Bouterse had not stated if he would seek to return to the presidency. Dutch Foreign Minister Maxime Verhagen said that the Dutch government would respect the will of the voters of Suriname, despite Bouterse having been sentenced to 11 years in prison by a Dutch court for drug dealing. An Interpol arrest warrant was issued for him, but Suriname does not extradite its citizens.

| Party |  | Votes | % | Seats |
|  | Megacombinatie | 95,482 | 40.20 | 23 |
|  | New Front for Democracy and Development | 75,118 | 31.63 | 14 |
|  | People's Alliance | 30,943 | 13.03 | 6 |
|  | Democracy and Development through Unity | 12,094 | 5.09 | 1 |
|  | BVD–PV FAL | 12,076 | 5.08 | 0 |
|  | A-Combination | 11,093 | 4.67 | 7 |
|  | Democratic Union Suriname | 285 | 0.12 | 0 |
|  | Permanent Prosperity Republic of Suriname | 259 | 0.11 | 0 |
|  | National Union | 149 | 0.06 | 0 |
| Total |  | 237,499 | 100.00 | 51 |
| Valid votes |  | 237,499 | 97.13 |  |
| Invalid/blank votes |  | 7,024 | 2.87 |  |
| Total votes |  | 244,523 | 100.00 |  |
| Registered voters/turnout |  | 324,369 | 75.38 |  |
Source: Centraal HoofdStembureau

==Aftermath==
The NDP successfully concluded a coalition deal with Bouterse's former opponents in the civil war, the A Combinatie, giving him a majority in parliament, but not the two-thirds majority required to elect the president. Negotiations with the People's Alliance to attain the necessary supermajority reportedly failed after the People's Alliance raised excessive demands.

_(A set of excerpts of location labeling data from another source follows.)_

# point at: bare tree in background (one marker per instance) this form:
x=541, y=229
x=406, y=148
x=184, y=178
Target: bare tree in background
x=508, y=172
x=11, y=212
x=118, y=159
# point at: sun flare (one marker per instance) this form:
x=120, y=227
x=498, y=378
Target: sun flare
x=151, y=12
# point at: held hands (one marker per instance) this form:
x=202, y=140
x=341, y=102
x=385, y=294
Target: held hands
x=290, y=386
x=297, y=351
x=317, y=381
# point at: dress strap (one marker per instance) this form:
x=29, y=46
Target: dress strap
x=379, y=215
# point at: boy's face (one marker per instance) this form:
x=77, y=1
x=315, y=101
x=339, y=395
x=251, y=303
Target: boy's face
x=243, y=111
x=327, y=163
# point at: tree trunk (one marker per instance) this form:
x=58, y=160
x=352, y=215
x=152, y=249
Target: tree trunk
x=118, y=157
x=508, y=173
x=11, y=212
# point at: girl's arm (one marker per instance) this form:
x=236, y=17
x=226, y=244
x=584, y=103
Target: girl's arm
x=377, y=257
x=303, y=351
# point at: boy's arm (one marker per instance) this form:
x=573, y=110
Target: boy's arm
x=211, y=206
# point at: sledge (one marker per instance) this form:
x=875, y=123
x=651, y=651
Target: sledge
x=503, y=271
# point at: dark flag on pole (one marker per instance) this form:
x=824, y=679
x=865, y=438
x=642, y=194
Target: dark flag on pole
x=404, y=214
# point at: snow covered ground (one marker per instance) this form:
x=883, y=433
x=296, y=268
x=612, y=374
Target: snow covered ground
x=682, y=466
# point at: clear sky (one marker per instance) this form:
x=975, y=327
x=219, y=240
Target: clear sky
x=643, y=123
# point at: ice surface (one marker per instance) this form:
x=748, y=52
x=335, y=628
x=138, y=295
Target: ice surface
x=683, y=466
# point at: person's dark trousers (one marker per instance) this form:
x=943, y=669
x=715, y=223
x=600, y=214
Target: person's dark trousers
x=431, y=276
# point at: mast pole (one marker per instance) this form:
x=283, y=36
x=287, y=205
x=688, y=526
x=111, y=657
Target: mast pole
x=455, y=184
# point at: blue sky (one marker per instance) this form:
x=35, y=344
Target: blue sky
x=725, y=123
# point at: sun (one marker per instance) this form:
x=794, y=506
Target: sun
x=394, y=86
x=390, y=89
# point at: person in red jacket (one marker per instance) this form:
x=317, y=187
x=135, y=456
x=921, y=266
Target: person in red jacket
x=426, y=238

The NDP fell out with the A Combinatie over the number of cabinet posts, however, and subsequently, the New Front (led by the National Party of Suriname) formed a coalition deal with the A Combinatie and the People's Alliance, giving them 27 seats in parliament, enough to form the government, but too few to elect the president. It was seen as a possibility that Bouterse might be elected in the final round of the presidential election (when it goes to the People's Assembly, where the NDP has a majority.

In a surprise development, Jennifer Geerlings-Simons from the NDP was elected Chairwoman of the House on 30 June 2010 with 26 to 24 votes, even though the anti-NDP parties had a majority in parliament. The NPS's Ruth Wijdenbosch was elected Vice Chairwoman with 25 to 24 votes.

In the run-up to the presidential election on 19 July 2010, Bouterse convinced the A Combinatie to join forces with him, giving him a 30-seat majority; immediately before the election, he succeeded in getting the People's Alliance to join him, giving him the votes required to become president.